The district court relied on varying rationales for denying a preliminary injunction. However, a general theme in the opinion was Apple's failure to show irreparable harm (irreparable injury). In particular, the CAFC affirmed (at least in part) the district court's denial of an injunction based on irreparable harm with respect to the D'667, D'087 and '381 patents.
However, the CAFC rejected the district court's ruling that D'087 is likely anticipated by JP 1241638 (JP '638). Specifically, the opinion at p. 22 states, "[w]hen the claimed portion of the side view is taken into account, the differences between the arched, convex front of the ’638 reference distinguish it from the perfectly flat front face of the D’087 patent," providing the following comparison image on p. 23:
Concerning D'889, the district court concluded the irreparable harm requirement had been satisfied, but denied injunctive relief because Apple had failed to establish a likelihood of success on the merits. The CAFC disagreed with the district court, stating on p. 28 of the ruling that the relied on reference "Fidler" provided "a very different impression from the 'unframed' D'889 design." The following image was provided on p. 28 of the ruling.
Regarding the status of a preliminary injunction based on D'889, a determination as to the balance of hardships and the public interest was remanded to the district court.

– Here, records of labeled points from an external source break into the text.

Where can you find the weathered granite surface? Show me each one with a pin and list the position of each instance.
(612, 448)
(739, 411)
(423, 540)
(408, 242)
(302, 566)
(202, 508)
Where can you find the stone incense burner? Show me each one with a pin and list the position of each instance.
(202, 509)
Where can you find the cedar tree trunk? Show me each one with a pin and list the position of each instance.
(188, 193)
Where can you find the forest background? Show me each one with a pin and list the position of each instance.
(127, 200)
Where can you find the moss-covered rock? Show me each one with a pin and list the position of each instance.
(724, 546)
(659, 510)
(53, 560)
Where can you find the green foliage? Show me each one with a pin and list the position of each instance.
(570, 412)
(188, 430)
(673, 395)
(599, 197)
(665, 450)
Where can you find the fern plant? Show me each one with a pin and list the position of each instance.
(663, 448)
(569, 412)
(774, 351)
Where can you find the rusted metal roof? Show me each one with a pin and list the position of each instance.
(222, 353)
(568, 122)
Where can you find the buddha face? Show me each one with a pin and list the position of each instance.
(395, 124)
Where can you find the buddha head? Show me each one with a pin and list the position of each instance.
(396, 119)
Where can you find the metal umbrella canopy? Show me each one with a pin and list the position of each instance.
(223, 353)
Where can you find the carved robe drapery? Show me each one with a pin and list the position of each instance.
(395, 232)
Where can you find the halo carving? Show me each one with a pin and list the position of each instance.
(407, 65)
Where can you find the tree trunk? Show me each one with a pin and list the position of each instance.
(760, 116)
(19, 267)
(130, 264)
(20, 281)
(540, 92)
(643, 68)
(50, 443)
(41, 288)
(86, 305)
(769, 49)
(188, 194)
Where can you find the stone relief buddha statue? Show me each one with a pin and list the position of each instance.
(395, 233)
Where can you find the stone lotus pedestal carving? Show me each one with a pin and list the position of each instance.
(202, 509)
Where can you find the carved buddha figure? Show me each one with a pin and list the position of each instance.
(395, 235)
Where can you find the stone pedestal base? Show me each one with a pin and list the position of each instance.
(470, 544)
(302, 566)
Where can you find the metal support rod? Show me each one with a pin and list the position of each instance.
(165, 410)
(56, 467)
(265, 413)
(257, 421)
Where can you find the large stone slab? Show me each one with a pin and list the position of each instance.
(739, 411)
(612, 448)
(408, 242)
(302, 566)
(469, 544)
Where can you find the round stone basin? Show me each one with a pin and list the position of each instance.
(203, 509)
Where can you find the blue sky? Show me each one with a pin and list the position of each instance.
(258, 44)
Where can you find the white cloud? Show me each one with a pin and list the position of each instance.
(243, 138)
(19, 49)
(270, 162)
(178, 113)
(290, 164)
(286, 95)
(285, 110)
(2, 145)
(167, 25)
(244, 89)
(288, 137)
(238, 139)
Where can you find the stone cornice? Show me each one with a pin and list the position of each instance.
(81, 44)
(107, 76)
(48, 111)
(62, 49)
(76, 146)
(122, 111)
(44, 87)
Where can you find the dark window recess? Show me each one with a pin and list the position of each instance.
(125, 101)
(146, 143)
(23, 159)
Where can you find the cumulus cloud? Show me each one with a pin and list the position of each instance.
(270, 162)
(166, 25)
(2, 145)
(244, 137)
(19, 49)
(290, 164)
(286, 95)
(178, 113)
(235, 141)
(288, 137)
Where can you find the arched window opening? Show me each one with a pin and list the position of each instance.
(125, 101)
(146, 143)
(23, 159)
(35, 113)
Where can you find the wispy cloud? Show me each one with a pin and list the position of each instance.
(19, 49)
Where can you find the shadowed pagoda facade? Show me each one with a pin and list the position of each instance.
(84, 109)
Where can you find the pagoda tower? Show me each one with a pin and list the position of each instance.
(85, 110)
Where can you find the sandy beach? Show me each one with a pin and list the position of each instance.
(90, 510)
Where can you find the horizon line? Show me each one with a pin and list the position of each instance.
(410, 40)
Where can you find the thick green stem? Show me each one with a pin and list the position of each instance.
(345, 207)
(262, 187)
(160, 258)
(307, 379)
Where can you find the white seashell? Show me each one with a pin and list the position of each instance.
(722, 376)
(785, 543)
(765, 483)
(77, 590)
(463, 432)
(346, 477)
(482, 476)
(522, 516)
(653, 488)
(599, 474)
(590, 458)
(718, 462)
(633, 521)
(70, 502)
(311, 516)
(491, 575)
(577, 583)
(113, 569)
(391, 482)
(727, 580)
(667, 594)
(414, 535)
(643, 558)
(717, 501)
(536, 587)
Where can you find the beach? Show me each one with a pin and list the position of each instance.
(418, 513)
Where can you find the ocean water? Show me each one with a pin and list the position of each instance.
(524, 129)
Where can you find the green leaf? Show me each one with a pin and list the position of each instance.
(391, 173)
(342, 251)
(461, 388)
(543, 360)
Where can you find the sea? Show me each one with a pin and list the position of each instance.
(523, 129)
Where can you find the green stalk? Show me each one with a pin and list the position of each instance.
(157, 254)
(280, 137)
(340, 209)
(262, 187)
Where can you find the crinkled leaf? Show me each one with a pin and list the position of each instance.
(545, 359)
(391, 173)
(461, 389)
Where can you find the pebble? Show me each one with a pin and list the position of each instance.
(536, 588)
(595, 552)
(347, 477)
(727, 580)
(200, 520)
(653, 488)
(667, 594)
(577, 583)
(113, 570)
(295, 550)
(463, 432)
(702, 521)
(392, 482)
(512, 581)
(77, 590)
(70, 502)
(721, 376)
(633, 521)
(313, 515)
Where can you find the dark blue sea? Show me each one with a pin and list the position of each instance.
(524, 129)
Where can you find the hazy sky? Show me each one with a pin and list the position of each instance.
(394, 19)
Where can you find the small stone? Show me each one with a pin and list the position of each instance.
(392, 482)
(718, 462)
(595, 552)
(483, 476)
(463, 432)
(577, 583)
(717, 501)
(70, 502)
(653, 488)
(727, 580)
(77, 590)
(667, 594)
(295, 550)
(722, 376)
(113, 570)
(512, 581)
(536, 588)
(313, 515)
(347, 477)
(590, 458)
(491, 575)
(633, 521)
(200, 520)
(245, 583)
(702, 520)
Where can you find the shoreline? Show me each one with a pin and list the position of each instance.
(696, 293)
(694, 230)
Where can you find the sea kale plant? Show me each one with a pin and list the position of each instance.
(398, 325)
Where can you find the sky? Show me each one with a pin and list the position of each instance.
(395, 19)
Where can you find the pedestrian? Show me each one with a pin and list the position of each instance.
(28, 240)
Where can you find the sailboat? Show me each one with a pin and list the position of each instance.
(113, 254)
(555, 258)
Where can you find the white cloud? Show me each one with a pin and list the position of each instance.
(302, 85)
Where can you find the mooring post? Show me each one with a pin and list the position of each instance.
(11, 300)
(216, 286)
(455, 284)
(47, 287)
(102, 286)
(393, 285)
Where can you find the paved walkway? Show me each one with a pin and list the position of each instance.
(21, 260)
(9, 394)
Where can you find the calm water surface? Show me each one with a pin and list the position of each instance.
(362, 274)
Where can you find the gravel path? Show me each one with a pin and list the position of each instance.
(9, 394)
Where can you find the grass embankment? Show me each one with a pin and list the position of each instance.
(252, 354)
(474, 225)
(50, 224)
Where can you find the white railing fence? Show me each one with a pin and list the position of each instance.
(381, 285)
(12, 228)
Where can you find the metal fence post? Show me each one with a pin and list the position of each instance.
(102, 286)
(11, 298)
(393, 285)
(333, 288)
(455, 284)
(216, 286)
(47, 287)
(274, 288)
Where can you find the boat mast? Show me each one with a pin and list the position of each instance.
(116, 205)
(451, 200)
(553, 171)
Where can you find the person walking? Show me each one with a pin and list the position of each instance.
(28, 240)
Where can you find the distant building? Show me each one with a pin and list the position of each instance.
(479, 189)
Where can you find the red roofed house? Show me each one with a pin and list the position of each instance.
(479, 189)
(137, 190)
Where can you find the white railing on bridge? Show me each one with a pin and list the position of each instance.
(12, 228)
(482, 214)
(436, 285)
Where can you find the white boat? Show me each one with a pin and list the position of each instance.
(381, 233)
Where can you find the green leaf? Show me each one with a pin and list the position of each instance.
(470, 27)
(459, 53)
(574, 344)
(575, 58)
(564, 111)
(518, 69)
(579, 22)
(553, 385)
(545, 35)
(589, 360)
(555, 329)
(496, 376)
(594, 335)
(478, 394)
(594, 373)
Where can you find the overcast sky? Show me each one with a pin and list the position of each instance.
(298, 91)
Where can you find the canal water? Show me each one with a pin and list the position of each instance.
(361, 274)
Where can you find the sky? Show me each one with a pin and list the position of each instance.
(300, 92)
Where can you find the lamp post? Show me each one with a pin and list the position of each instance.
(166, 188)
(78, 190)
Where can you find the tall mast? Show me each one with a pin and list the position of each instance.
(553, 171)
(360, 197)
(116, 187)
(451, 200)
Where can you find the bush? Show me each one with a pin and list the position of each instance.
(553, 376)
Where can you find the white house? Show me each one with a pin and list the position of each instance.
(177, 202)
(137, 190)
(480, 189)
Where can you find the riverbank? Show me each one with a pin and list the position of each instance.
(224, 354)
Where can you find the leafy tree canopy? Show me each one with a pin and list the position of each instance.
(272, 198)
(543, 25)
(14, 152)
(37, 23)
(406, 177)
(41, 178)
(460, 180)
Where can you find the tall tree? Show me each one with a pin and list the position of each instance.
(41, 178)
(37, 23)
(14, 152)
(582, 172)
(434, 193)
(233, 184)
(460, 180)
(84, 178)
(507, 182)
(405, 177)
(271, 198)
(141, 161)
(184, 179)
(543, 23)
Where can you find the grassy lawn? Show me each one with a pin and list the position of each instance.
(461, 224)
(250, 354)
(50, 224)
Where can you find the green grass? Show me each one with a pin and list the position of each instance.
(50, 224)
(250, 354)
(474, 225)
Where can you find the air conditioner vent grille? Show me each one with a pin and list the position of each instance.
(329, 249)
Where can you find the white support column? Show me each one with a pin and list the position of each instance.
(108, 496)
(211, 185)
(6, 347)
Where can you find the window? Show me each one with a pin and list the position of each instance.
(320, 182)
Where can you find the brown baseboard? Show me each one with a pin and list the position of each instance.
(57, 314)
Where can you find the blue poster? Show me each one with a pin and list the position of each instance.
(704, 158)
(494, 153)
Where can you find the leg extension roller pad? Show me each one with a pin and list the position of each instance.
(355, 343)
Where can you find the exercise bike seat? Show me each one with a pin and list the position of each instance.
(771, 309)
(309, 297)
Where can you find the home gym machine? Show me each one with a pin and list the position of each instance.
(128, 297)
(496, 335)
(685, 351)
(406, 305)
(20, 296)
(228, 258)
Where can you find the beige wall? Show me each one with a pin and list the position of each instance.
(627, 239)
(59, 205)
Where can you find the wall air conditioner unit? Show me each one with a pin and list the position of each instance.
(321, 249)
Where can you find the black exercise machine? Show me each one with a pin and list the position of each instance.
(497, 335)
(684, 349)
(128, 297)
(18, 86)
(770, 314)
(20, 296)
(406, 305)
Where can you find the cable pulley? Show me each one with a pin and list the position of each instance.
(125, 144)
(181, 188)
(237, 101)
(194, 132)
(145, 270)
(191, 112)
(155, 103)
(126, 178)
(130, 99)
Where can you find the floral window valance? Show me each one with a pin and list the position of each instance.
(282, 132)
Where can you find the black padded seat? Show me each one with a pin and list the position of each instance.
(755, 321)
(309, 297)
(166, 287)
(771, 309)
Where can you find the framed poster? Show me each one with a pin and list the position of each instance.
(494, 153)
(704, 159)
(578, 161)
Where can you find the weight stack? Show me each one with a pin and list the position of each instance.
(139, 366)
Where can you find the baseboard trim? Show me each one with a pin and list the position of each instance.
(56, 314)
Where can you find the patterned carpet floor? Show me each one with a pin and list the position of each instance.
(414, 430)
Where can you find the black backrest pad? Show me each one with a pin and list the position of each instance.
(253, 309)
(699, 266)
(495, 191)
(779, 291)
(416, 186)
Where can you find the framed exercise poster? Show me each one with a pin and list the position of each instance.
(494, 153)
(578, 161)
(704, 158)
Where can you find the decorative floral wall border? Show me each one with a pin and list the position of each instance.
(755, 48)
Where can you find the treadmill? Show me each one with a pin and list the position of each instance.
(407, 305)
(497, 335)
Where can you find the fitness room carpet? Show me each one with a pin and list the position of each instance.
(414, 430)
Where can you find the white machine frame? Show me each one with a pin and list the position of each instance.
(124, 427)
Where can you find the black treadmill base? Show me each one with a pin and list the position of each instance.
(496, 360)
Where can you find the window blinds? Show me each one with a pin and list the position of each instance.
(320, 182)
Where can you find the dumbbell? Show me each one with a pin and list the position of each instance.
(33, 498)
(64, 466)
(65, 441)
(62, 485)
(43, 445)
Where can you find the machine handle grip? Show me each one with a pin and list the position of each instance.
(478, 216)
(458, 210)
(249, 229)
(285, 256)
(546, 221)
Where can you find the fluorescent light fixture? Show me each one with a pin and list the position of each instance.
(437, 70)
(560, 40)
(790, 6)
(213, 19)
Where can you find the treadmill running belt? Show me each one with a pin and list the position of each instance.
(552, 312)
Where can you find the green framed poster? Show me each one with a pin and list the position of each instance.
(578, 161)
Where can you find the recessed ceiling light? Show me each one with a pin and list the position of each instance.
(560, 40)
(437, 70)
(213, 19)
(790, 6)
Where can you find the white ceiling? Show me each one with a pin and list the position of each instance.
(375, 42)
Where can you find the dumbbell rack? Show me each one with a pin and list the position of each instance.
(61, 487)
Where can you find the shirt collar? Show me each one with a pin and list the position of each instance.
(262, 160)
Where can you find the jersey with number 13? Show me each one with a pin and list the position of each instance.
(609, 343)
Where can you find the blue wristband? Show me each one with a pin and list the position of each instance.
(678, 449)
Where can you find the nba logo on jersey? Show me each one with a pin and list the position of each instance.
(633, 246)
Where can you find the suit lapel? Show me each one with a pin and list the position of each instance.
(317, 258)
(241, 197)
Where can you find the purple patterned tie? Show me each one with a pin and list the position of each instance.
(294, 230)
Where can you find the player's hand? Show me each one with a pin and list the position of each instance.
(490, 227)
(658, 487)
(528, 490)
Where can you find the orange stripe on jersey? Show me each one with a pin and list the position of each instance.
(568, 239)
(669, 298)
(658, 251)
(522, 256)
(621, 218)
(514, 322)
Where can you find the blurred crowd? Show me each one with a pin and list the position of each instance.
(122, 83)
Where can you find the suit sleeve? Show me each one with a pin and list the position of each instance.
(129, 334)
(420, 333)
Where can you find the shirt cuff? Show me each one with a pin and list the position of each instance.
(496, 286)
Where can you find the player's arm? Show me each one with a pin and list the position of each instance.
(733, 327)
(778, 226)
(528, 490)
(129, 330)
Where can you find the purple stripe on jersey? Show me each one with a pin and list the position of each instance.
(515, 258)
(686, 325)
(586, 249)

There are several important items to take away from the CAFC ruling:
First: The CAFC ruling at pp. 16-17 states: "the district court was correct to require a showing of some causal nexus between Samsung’s infringement and the alleged harm to Apple as part of the showing of irreparable harm." In the context of design patents, where only a portion of a product may be claimed, a nexus may be more difficult to show because consumer demand may be less likely driven by that particular claimed portion of the design, than by the overall design of the product. Nonetheless, Apple was still able to show the required nexus with respect to the alleged infringement of D'889.
Second: With respect to D'889, the district court may rule in favor of Apple and still grant a preliminary injunction with respect to D'889. However, this may quickly become a moot issue because Samsung is rolling out the Galaxy Tab 2 10.1, which has a different bezel than the Galaxy Tab 10.1, and appears to be poised as a replacement in the marketplace.
Third: Apple's position concerning patent validity and infringement, at least concerning D'087 and D'889, is stronger.
Fourth: Irreparable harm is a requirement for a preliminary injunction - not for calculating damages and not a clear requirement for an exclusion order from the ITC (see Dennis Crouch's post on this issue at PatentlyO). Therefore, the lack of irreparable harm (or at least a showing thereof) does not indicate Apple has a weak position for obtaining significant damages or an exclusion order.